The messaging application is very interesting and adds a little depth to managing your incoming messages while in the midst of a conversation. As you can see below once the device is put into landscape, the conversation you choose will be displayed on the right side, while the other incoming messages and previously received messages are displayed on the left. This can be convenient if you are in the middle of multiple conversations so you can easily switch to whichever friend deserves your attention more.
The video playback is also worth mentioning as it is the most extensive we have yet to see on a smartphone. The list includes .WMV, .AVI (DivX and XviD), .MP4 , .MKV (H.264) and more! What does this mean for you? Well it means you can put on almost any video format and any size to be played seamlessly on your SGS II.
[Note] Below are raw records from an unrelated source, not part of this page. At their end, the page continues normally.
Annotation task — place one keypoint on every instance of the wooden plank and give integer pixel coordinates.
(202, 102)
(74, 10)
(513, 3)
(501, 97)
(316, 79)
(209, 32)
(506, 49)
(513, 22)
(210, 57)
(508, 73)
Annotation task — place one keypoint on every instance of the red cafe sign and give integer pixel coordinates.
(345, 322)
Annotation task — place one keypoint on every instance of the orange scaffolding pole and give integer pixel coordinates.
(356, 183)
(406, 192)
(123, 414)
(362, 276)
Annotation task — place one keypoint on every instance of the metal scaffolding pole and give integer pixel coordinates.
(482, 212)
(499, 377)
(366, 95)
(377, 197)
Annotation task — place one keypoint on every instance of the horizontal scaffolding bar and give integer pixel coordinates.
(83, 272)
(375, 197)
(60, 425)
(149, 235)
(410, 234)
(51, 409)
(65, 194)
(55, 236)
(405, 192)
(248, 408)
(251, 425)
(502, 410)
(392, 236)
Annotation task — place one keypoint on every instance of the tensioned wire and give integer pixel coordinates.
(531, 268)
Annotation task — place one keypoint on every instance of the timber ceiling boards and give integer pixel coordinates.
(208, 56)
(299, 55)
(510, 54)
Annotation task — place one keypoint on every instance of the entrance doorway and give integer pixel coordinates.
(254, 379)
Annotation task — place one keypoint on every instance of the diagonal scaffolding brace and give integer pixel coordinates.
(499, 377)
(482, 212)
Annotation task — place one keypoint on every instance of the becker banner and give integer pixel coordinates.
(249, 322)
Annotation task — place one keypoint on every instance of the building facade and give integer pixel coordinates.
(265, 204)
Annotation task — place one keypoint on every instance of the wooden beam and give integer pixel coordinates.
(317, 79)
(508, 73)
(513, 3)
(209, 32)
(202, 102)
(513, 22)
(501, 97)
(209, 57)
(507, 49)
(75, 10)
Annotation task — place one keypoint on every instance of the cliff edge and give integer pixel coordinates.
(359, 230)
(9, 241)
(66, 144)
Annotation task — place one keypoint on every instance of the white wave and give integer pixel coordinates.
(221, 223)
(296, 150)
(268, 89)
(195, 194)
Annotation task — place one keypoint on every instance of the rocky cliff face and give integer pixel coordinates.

In terms of connectivity on the software side, the device supports Bluetooth 3.0 with High Speed promising speeds up to 21Mbps as well as a competing technology called Wi-Fi Direct which promises regular Wi-Fi speeds of up to 250 Mbps. WiFi Direct has been said to bring about the end to Bluetooth and is backed by the WiFi Alliance (incorporating all the big name companies such as Intel, Apple, and Cisco).
Sadly NFC capability has been overlooked on this device and to add insult to injury, it is now rumored the U.K. will be receiving the NFC enabled Galaxy S II devices later in the year. It is possible we might see the same happening in North America, but only time can tell. It is definitely a let down though, especially now with many companies such as Paypal integrating this technology into payment systems found in your local stores.
The Quadrant benchmark test we ran provided results of 3341 and roughly 3300 was the result the 3/4 times we had tested. This is a phenomenal score but in reality does not necessarily reflect real world use, meaning that the numbers may sometimes be inflated like in the case of the Nexus S overclocked benchmarks.
Based on the many speed tests taken throughout the day, we managed to captures speeds of around 5.5Mbps download and 900Kbps upload as our best result. While the device is capable of up to 21Mbps download speeds, Bell’s HSPA+ (or what many carriers are calling 4G) network failed to fulfill the maximum. However as the model provided was missing an update from Bell which is said to solidify the device’s connection on the network, we expect the finished product to provide more fruitful results.
The Galaxy S II sets the bar for smartphones to come and their overseas sales figures are enough to prove that there is a market for high-end devices no matter the price-tag. As long as there is quality and performance incorporated into an elegant design, a device has a high chance for success. There are many dual-core smartphones currently available on the market but none truly stack up to Samsung’s flagship.